(Apologies for the technological incompetence that resulted in this being empty when I first put it up).
I’ve never read Kiran Nagarkar, but after Monday evening when he spent an hour in conversation with Nilanjana Roy, I resolved to fix that lacuna in my life. Not so much because of the samples of his writing we heard or heard described, but because of the man. If that makes sense.
For one thing, his sense of humour. It was there in the first bit of reading he did. This wasn’t a passage from any of his books, but three short fictional biographical blurbs about himself that he wrote for what he said was a short-lived website he had once. “Take your pick”, he said of the three, and it was hard. In one, he claimed to be the most prolific writer in history, having written works now claimed by such luminaries as Don DeLillo, Ian McEwan, Shobhaa De and the various apostles who put together that book known as the Bible. In another, he claimed to be the inspiration behind the crimes of Idi Amin, Osama, Mugabe and others. It wasn’t just that these outlandish claims were funny by themselves; it was the way he made them, and the way he read them out to us, that had the audience chuckling.
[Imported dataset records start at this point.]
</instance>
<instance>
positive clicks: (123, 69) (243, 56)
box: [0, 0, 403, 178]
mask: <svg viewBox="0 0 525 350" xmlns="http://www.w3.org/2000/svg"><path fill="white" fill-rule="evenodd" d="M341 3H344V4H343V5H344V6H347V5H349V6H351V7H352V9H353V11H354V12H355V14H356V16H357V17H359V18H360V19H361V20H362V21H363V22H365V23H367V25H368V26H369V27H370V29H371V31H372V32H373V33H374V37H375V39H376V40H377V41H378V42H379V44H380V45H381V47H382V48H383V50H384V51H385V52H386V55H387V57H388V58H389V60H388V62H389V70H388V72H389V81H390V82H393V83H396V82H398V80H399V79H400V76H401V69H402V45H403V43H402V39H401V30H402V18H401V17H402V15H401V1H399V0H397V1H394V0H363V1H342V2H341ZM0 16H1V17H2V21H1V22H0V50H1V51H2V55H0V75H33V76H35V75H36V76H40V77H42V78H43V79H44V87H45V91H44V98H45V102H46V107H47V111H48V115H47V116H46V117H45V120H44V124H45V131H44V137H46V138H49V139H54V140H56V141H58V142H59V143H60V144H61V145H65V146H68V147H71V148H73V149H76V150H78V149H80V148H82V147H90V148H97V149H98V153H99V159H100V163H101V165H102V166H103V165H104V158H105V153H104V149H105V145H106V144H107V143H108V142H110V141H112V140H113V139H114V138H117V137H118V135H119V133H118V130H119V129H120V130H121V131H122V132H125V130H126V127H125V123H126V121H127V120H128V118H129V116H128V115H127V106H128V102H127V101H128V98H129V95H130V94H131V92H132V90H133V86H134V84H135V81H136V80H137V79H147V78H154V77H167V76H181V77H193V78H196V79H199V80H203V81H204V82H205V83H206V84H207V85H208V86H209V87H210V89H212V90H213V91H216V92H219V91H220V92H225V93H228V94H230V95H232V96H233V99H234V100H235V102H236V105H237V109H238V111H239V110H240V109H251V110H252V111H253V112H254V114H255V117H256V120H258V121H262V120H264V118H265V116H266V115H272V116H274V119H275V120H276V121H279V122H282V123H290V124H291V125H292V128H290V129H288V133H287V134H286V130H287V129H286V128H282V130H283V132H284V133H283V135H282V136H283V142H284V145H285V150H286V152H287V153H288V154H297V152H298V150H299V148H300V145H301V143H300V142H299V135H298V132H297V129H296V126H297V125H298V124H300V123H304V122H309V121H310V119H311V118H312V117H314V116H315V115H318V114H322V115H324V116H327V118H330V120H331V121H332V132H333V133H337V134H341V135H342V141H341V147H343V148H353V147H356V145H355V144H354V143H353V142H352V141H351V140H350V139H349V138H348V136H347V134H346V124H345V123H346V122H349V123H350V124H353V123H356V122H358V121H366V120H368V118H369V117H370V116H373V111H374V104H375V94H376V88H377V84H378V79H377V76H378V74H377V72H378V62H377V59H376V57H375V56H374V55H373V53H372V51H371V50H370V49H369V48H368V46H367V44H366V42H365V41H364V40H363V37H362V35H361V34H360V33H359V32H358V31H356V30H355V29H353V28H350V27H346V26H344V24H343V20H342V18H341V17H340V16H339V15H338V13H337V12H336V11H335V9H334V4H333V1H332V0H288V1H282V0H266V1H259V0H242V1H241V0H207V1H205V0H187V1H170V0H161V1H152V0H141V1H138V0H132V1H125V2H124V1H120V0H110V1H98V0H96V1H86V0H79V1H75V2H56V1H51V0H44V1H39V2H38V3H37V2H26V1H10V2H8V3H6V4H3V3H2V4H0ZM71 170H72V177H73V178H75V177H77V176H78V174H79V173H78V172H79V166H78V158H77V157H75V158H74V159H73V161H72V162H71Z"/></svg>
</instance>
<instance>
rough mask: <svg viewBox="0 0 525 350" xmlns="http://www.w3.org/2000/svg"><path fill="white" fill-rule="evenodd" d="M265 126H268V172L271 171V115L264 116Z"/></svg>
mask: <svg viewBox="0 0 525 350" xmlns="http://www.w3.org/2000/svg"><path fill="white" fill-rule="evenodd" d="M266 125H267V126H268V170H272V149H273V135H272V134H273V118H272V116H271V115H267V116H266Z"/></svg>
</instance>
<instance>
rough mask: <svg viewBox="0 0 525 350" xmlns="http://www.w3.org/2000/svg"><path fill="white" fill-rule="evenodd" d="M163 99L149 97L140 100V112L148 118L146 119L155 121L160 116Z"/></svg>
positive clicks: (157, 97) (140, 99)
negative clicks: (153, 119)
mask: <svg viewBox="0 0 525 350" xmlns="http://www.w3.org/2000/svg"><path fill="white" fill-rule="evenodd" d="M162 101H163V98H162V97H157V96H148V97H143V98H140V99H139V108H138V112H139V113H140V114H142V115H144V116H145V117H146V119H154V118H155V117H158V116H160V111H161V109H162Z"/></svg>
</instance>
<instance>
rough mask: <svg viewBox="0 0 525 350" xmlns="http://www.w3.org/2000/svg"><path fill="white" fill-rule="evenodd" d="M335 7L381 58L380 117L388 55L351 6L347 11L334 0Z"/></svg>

And it was apparent in the rest of his conversation too. Something about the way this man spoke with and to his audience hinted at an alert, vibrant mind, always a good substrate for humour, and so always on the lookout for humour. Not the laugh-out-loud slap-you-on-the-back humour of a Bollywood-style Johnny Lever, yes, but a subtle, self-deprecating kind that grows and builds with that twinkle in his eye. It brought to mind Davy Barry, or Groucho Marx, or perhaps someone even subtler, like Art Buchwald or PL Deshpande.